Baker’s math (aka baker’s percentages) is a numerical system used to identify ratios in bread recipes. It's a formula that uses the total weight of flour as its centerpiece: The total weight of flour is always treated as 100%, and all other ingredients are measured against that flour weight to convert the recipe into percentages. While ingredient amounts change with different batch sizes, the ratios — that is, the relationship between the flour, water, salt, yeast, and other ingredients — will always remain the same.
Primarily used in bread-specific applications, baker’s math is indispensable for scaling recipes up or down; for determining batch sizes based on the amount of any given ingredient (how many baguettes can I make with only 20 grams of yeast?); or simply for comparing different recipes. Here's an example of a simple formula using baker's percentages:
But as helpful as it is, baker’s math can also get confusing. If you're new to the concept of baker's math and want a straightforward introduction that covers the basics, see our previous baker’s percentage blog post. For a more in-depth guide, we also have our professional baker’s reference page. Here, we’re focusing on some of the questions that we hear on a regular basis. Keep reading to find yours (and if we don’t cover it, add it to the comments below and we’ll get on it). Plus (bonus!), after the questions we have a quiz where you can test your expertise.

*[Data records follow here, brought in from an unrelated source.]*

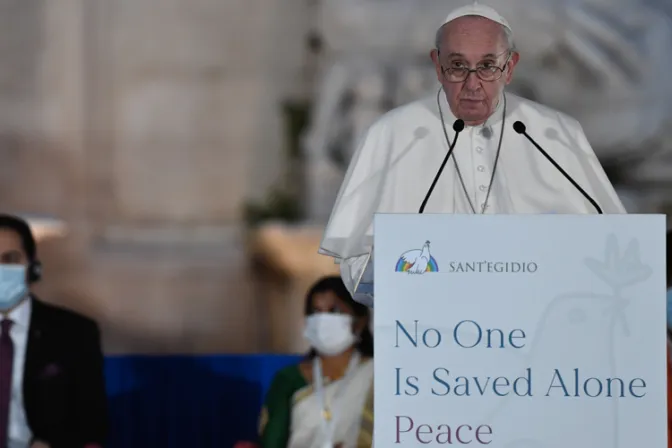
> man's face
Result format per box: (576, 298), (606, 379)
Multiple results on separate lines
(0, 229), (28, 272)
(431, 17), (519, 126)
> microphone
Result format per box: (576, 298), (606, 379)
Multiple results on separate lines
(418, 118), (464, 214)
(513, 121), (604, 215)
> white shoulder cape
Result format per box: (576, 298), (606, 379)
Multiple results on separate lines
(319, 92), (625, 300)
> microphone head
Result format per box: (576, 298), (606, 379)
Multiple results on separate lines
(513, 121), (525, 134)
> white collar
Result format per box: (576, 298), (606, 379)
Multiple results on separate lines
(7, 297), (33, 328)
(439, 87), (509, 135)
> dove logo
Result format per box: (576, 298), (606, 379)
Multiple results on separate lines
(394, 241), (439, 274)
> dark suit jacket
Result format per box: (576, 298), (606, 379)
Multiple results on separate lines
(23, 298), (107, 448)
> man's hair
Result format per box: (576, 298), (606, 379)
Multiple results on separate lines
(434, 16), (516, 51)
(0, 213), (37, 261)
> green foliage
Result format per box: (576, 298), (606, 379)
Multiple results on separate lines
(243, 101), (310, 227)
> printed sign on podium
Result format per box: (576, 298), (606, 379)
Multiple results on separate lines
(374, 215), (667, 448)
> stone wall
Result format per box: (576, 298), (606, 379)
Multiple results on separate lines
(0, 0), (320, 352)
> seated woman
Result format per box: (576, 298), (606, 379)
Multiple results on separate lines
(261, 277), (373, 448)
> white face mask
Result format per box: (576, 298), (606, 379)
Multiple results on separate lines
(303, 313), (356, 356)
(0, 265), (28, 311)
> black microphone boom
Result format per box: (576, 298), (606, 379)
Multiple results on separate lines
(418, 118), (464, 214)
(513, 121), (604, 215)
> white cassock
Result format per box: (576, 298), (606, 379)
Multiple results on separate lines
(319, 87), (626, 306)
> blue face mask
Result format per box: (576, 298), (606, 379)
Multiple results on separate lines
(0, 264), (28, 311)
(667, 288), (672, 330)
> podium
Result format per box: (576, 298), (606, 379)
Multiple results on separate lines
(374, 214), (667, 448)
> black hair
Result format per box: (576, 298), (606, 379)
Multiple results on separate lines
(304, 276), (373, 358)
(0, 213), (37, 262)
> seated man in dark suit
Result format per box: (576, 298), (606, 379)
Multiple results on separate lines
(0, 214), (107, 448)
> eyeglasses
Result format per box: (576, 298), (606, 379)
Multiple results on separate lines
(441, 51), (512, 82)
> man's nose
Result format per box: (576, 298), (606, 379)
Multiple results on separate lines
(464, 72), (481, 90)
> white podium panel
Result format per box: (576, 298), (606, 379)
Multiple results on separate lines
(374, 214), (667, 448)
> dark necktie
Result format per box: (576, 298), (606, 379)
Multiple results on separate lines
(0, 319), (14, 448)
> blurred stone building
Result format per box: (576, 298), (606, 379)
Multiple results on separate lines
(0, 0), (326, 352)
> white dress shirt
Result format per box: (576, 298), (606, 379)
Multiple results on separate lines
(7, 299), (33, 448)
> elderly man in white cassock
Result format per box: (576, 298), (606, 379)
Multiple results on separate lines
(320, 3), (625, 306)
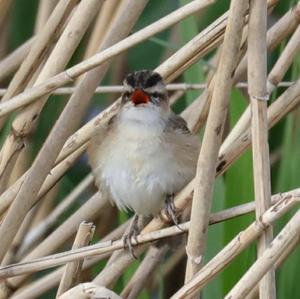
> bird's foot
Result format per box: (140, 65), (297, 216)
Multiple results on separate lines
(123, 214), (140, 260)
(165, 194), (183, 231)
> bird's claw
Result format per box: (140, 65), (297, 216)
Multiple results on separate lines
(123, 215), (139, 260)
(165, 194), (183, 231)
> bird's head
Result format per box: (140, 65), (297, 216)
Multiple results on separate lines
(122, 70), (168, 109)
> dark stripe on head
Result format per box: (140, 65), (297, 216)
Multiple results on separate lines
(125, 70), (162, 88)
(145, 72), (162, 88)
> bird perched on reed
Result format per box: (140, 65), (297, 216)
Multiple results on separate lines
(88, 70), (199, 255)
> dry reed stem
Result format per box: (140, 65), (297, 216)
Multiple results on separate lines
(0, 0), (12, 27)
(0, 0), (147, 290)
(0, 0), (102, 192)
(223, 4), (300, 157)
(95, 80), (300, 285)
(0, 81), (293, 117)
(34, 0), (58, 32)
(12, 221), (129, 299)
(0, 0), (102, 260)
(121, 245), (168, 299)
(0, 1), (216, 218)
(0, 189), (300, 279)
(0, 0), (77, 127)
(185, 0), (247, 281)
(0, 3), (216, 288)
(17, 174), (94, 257)
(5, 193), (107, 288)
(182, 1), (300, 134)
(84, 0), (120, 59)
(56, 221), (95, 297)
(0, 145), (86, 215)
(2, 77), (300, 292)
(172, 189), (300, 299)
(58, 282), (122, 299)
(225, 210), (300, 299)
(0, 37), (35, 84)
(42, 0), (286, 166)
(268, 26), (300, 93)
(248, 0), (276, 299)
(0, 0), (214, 131)
(217, 80), (300, 174)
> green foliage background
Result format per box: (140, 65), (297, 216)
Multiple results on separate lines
(1, 0), (300, 299)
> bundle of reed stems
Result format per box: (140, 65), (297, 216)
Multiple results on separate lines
(0, 0), (300, 299)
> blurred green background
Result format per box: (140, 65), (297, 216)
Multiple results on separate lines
(1, 0), (300, 299)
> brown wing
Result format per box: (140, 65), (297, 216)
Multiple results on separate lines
(166, 112), (191, 135)
(87, 115), (116, 168)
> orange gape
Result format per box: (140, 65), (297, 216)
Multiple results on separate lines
(131, 89), (149, 105)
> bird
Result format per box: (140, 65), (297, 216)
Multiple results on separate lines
(88, 70), (200, 255)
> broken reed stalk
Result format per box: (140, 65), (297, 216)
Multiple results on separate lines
(0, 190), (300, 279)
(172, 189), (300, 299)
(225, 210), (300, 299)
(185, 0), (247, 281)
(56, 221), (95, 297)
(248, 0), (276, 299)
(58, 282), (122, 299)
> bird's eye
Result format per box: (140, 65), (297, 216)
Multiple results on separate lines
(152, 91), (159, 98)
(124, 91), (130, 99)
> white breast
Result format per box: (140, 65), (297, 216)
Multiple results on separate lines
(89, 109), (197, 215)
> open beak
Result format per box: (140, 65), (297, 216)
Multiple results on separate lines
(131, 89), (149, 106)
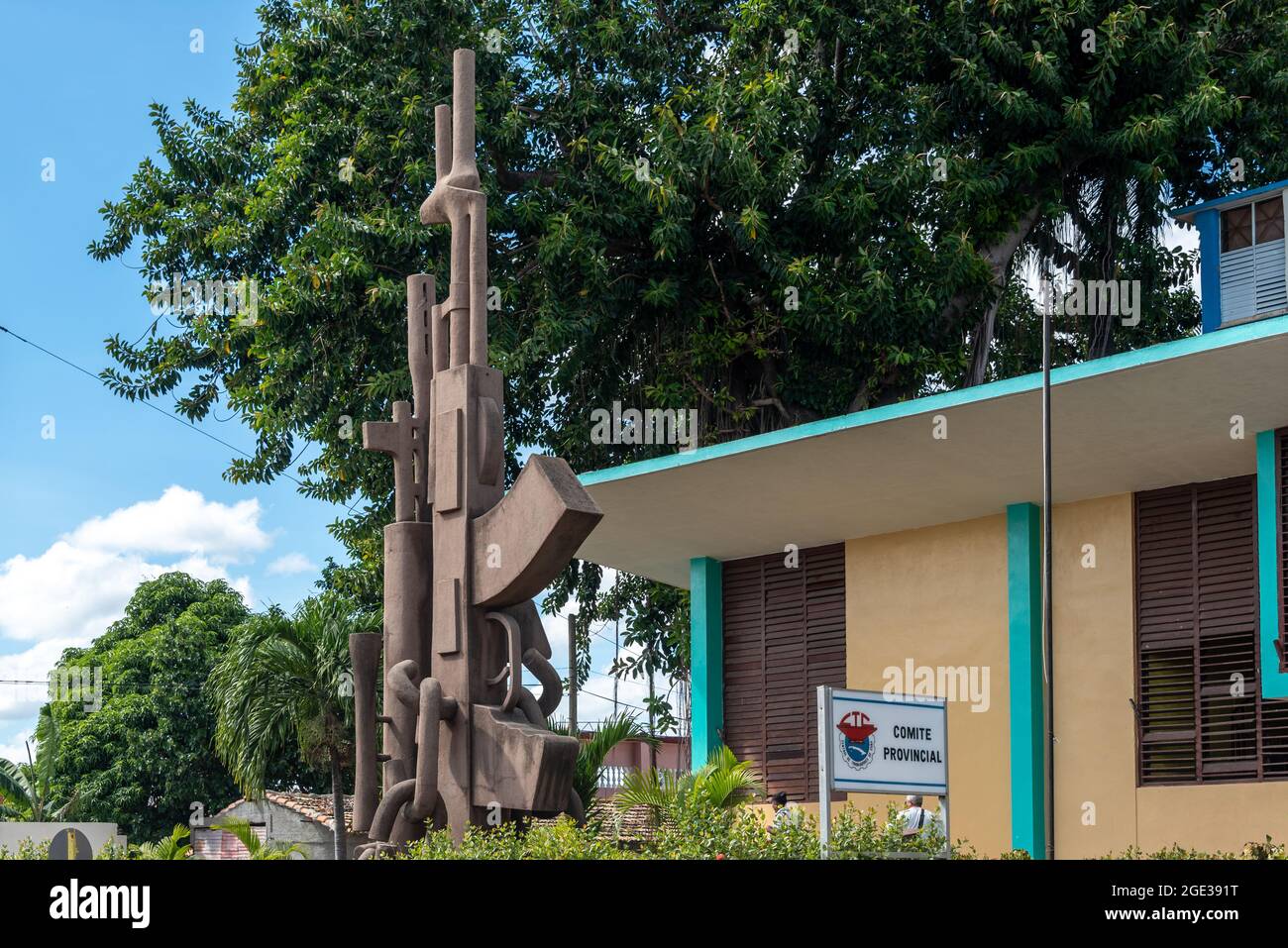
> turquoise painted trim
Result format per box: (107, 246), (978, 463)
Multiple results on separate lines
(1006, 503), (1046, 859)
(1172, 177), (1288, 220)
(580, 316), (1288, 487)
(1257, 432), (1288, 698)
(690, 557), (724, 771)
(1194, 210), (1221, 332)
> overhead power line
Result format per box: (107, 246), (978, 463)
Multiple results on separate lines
(0, 326), (358, 514)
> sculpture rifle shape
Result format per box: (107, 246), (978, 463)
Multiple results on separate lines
(349, 49), (602, 858)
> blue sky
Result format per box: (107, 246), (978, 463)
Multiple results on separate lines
(0, 0), (664, 759)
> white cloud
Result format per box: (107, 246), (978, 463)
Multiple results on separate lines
(0, 487), (261, 644)
(67, 485), (271, 565)
(0, 639), (85, 721)
(267, 553), (317, 576)
(0, 729), (36, 764)
(524, 592), (675, 726)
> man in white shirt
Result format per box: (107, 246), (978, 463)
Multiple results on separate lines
(769, 790), (802, 832)
(897, 793), (934, 836)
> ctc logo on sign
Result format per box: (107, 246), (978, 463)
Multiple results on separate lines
(836, 711), (877, 771)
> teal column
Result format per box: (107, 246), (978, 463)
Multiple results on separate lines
(1006, 503), (1046, 859)
(1257, 432), (1288, 698)
(690, 557), (724, 771)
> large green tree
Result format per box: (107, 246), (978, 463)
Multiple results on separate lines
(207, 596), (380, 859)
(90, 0), (1288, 710)
(38, 574), (325, 840)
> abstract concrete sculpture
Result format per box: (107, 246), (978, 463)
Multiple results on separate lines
(349, 49), (602, 858)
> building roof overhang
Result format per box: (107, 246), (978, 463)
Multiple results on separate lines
(1172, 179), (1288, 224)
(577, 316), (1288, 587)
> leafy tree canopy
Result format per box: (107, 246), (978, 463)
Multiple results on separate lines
(90, 0), (1288, 710)
(49, 574), (325, 840)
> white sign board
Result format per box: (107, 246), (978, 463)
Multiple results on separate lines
(828, 687), (948, 796)
(818, 685), (949, 858)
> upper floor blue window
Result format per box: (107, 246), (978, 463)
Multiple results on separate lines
(1175, 181), (1288, 332)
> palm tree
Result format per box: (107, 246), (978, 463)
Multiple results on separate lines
(211, 818), (308, 859)
(134, 823), (192, 859)
(0, 704), (76, 823)
(200, 595), (380, 859)
(550, 712), (658, 814)
(613, 745), (761, 819)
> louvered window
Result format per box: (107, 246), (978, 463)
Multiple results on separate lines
(722, 544), (845, 799)
(1221, 193), (1288, 322)
(1136, 477), (1288, 784)
(1275, 428), (1288, 671)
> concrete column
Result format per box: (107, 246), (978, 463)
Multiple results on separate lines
(1006, 503), (1046, 859)
(1194, 209), (1221, 332)
(1257, 432), (1288, 698)
(690, 557), (724, 771)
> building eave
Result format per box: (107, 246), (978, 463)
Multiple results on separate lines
(577, 316), (1288, 587)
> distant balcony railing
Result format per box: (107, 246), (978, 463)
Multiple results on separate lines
(599, 764), (679, 790)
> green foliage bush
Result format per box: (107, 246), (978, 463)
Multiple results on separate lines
(0, 840), (49, 861)
(398, 799), (974, 859)
(395, 802), (1288, 861)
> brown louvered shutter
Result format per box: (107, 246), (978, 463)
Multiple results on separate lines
(1136, 477), (1288, 784)
(1275, 428), (1288, 671)
(1261, 428), (1288, 777)
(1136, 487), (1198, 784)
(1194, 477), (1258, 781)
(722, 544), (845, 799)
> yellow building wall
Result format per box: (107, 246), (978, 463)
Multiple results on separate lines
(845, 494), (1288, 859)
(845, 515), (1012, 855)
(1051, 493), (1136, 859)
(1051, 494), (1288, 859)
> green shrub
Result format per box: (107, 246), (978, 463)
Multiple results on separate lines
(0, 840), (49, 859)
(396, 797), (974, 859)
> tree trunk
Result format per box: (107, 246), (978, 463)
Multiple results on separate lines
(331, 747), (349, 859)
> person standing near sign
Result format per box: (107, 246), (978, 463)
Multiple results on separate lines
(896, 793), (935, 836)
(769, 790), (800, 832)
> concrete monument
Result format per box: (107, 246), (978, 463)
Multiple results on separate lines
(349, 49), (602, 858)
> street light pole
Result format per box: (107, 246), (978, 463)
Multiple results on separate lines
(1042, 286), (1055, 859)
(568, 612), (581, 738)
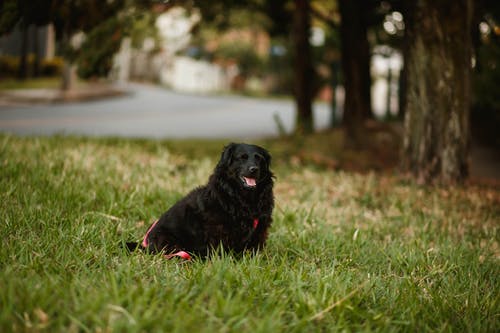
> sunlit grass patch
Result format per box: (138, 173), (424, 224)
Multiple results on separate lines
(0, 136), (500, 332)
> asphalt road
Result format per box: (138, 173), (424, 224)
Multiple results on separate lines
(0, 84), (330, 139)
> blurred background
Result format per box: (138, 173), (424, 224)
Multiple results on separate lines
(0, 0), (500, 181)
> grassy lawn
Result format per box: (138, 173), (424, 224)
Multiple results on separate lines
(0, 135), (500, 332)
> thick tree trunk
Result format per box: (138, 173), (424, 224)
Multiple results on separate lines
(293, 0), (313, 133)
(403, 0), (473, 183)
(339, 0), (372, 145)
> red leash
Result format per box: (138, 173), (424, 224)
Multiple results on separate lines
(141, 218), (259, 260)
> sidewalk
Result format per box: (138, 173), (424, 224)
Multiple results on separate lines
(0, 83), (127, 106)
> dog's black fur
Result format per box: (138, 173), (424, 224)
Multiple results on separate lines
(127, 143), (274, 257)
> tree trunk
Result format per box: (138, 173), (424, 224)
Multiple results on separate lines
(403, 0), (473, 184)
(33, 25), (41, 77)
(339, 0), (372, 145)
(18, 23), (29, 80)
(293, 0), (313, 134)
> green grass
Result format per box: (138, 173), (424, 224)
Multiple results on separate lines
(0, 135), (500, 332)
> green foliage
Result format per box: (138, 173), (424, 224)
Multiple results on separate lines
(76, 17), (126, 79)
(0, 135), (500, 332)
(0, 54), (63, 78)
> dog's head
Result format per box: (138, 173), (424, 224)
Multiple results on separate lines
(217, 143), (272, 190)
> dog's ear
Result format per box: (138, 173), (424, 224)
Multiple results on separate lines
(261, 148), (271, 167)
(219, 142), (236, 167)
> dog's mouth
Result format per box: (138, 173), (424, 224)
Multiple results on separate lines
(241, 176), (257, 188)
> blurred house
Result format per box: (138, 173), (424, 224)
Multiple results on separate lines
(111, 7), (232, 93)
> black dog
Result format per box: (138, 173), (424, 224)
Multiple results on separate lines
(127, 143), (274, 259)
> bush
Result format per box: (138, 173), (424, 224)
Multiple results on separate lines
(76, 18), (125, 79)
(0, 54), (64, 78)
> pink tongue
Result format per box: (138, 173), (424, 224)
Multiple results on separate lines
(243, 177), (257, 186)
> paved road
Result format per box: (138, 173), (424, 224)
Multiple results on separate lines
(0, 84), (330, 139)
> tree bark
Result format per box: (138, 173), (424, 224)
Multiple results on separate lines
(403, 0), (473, 184)
(18, 23), (29, 80)
(339, 0), (372, 145)
(293, 0), (313, 134)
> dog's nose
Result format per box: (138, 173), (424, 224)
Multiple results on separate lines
(248, 166), (259, 174)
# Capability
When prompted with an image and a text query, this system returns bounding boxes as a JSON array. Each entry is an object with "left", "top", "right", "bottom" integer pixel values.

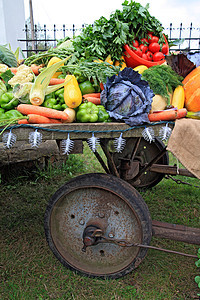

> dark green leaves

[
  {"left": 73, "top": 0, "right": 164, "bottom": 60},
  {"left": 0, "top": 45, "right": 17, "bottom": 67}
]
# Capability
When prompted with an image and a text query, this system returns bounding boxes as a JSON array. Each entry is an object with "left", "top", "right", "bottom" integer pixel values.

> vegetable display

[
  {"left": 183, "top": 66, "right": 200, "bottom": 112},
  {"left": 0, "top": 0, "right": 200, "bottom": 126},
  {"left": 142, "top": 65, "right": 183, "bottom": 108}
]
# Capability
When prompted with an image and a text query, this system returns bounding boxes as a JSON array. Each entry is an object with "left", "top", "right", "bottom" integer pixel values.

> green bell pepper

[
  {"left": 43, "top": 98, "right": 57, "bottom": 108},
  {"left": 76, "top": 102, "right": 99, "bottom": 123},
  {"left": 0, "top": 92, "right": 19, "bottom": 110},
  {"left": 44, "top": 92, "right": 55, "bottom": 100},
  {"left": 0, "top": 107, "right": 5, "bottom": 114},
  {"left": 98, "top": 105, "right": 110, "bottom": 122},
  {"left": 53, "top": 103, "right": 63, "bottom": 110},
  {"left": 79, "top": 80, "right": 95, "bottom": 95}
]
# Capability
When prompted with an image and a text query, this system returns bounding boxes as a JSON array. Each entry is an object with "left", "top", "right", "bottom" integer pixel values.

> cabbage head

[{"left": 101, "top": 68, "right": 154, "bottom": 126}]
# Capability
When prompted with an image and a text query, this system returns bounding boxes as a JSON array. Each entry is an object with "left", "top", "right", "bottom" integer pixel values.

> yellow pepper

[{"left": 64, "top": 75, "right": 82, "bottom": 108}]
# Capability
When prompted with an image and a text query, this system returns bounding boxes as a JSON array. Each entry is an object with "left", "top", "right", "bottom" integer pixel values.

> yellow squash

[
  {"left": 64, "top": 75, "right": 82, "bottom": 108},
  {"left": 171, "top": 85, "right": 185, "bottom": 109}
]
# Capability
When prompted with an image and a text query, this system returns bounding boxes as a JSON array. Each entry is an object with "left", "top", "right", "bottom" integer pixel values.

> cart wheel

[
  {"left": 44, "top": 173, "right": 152, "bottom": 279},
  {"left": 113, "top": 138, "right": 169, "bottom": 188}
]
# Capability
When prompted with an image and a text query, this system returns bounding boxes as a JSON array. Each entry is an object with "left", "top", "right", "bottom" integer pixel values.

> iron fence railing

[{"left": 18, "top": 23, "right": 200, "bottom": 57}]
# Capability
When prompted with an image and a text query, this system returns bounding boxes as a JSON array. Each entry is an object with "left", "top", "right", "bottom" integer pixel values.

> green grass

[{"left": 0, "top": 147, "right": 200, "bottom": 300}]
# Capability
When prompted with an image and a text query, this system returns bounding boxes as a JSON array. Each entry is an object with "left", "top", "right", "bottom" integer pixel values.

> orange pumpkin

[{"left": 183, "top": 66, "right": 200, "bottom": 112}]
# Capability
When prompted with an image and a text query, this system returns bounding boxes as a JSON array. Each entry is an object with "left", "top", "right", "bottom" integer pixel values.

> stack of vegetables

[{"left": 0, "top": 1, "right": 200, "bottom": 125}]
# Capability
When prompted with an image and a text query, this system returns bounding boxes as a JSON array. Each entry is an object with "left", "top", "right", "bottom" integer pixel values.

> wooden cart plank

[{"left": 0, "top": 122, "right": 173, "bottom": 141}]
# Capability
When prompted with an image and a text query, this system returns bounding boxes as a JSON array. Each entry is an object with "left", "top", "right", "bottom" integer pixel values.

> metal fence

[{"left": 18, "top": 23, "right": 200, "bottom": 57}]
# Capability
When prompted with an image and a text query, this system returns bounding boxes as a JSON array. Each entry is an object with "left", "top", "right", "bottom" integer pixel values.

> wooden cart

[{"left": 0, "top": 122, "right": 200, "bottom": 278}]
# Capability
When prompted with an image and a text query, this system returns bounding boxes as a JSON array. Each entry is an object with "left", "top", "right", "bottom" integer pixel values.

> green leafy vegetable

[
  {"left": 142, "top": 65, "right": 183, "bottom": 105},
  {"left": 73, "top": 0, "right": 164, "bottom": 60},
  {"left": 0, "top": 80, "right": 7, "bottom": 97}
]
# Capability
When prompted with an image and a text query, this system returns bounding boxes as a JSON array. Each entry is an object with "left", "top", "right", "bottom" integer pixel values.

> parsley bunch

[{"left": 73, "top": 0, "right": 164, "bottom": 60}]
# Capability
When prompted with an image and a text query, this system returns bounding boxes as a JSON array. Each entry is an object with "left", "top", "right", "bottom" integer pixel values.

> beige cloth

[{"left": 167, "top": 118, "right": 200, "bottom": 179}]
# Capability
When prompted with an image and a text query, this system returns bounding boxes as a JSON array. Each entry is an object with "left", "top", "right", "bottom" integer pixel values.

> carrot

[
  {"left": 18, "top": 119, "right": 29, "bottom": 124},
  {"left": 28, "top": 114, "right": 51, "bottom": 124},
  {"left": 28, "top": 114, "right": 62, "bottom": 124},
  {"left": 148, "top": 108, "right": 187, "bottom": 122},
  {"left": 100, "top": 82, "right": 104, "bottom": 91},
  {"left": 49, "top": 118, "right": 63, "bottom": 124},
  {"left": 17, "top": 104, "right": 69, "bottom": 120},
  {"left": 83, "top": 93, "right": 101, "bottom": 98},
  {"left": 49, "top": 78, "right": 65, "bottom": 85},
  {"left": 83, "top": 97, "right": 101, "bottom": 105}
]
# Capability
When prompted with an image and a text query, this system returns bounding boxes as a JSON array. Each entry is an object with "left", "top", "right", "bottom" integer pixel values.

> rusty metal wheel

[
  {"left": 113, "top": 138, "right": 169, "bottom": 188},
  {"left": 44, "top": 173, "right": 152, "bottom": 279}
]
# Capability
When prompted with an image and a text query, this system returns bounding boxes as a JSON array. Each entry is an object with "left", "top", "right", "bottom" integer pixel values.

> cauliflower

[
  {"left": 0, "top": 64, "right": 8, "bottom": 74},
  {"left": 8, "top": 65, "right": 34, "bottom": 87}
]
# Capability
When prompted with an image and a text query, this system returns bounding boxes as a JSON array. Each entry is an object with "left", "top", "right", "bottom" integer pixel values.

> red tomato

[
  {"left": 146, "top": 51, "right": 153, "bottom": 61},
  {"left": 150, "top": 35, "right": 159, "bottom": 43},
  {"left": 133, "top": 40, "right": 139, "bottom": 48},
  {"left": 149, "top": 43, "right": 160, "bottom": 53},
  {"left": 141, "top": 38, "right": 148, "bottom": 46},
  {"left": 139, "top": 44, "right": 148, "bottom": 53},
  {"left": 133, "top": 47, "right": 142, "bottom": 57},
  {"left": 153, "top": 52, "right": 165, "bottom": 61},
  {"left": 142, "top": 53, "right": 148, "bottom": 60},
  {"left": 147, "top": 32, "right": 153, "bottom": 44},
  {"left": 161, "top": 44, "right": 168, "bottom": 54}
]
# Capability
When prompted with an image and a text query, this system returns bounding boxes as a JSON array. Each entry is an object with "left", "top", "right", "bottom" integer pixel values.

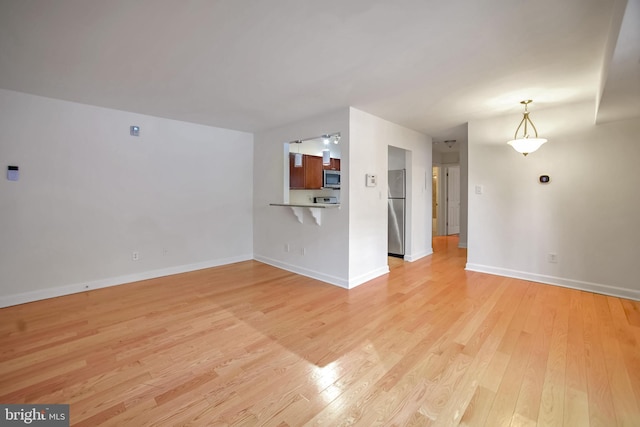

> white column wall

[
  {"left": 349, "top": 108, "right": 433, "bottom": 287},
  {"left": 254, "top": 108, "right": 350, "bottom": 288}
]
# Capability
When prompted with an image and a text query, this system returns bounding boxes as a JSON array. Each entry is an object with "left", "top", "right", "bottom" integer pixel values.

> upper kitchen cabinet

[
  {"left": 322, "top": 157, "right": 340, "bottom": 171},
  {"left": 289, "top": 153, "right": 340, "bottom": 190},
  {"left": 289, "top": 153, "right": 304, "bottom": 190},
  {"left": 303, "top": 155, "right": 322, "bottom": 190}
]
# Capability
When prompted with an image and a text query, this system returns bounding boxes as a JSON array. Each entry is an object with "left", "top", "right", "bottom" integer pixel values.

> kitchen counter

[
  {"left": 269, "top": 203, "right": 340, "bottom": 209},
  {"left": 269, "top": 203, "right": 340, "bottom": 225}
]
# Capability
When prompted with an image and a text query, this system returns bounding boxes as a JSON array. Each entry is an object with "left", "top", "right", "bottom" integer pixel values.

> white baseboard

In baker's math, which ingredients are considered "flour"?
The basic answer is that any flour should be considered flour. Whether whole wheat, rye, all-purpose, "00," or even gluten-free, each and every flour should be counted as part of the total flour amount. (Rolled oats and other flaked products, including cracked grains like rye or corn grits, are generally not categorized as flour. Additionally, sugar is not considered flour.)
An example: If a bread recipe has 700 grams of all-purpose flour, 200 grams of whole wheat flour, and 100 grams of rye flour, the total flour weight of that recipe is 1,000 grams. Since in baker’s math the total amount of flour is always assigned a value of 100%, the flour portion of this recipe would be written like so: All-purpose = 70%, whole wheat = 20%, rye = 10%.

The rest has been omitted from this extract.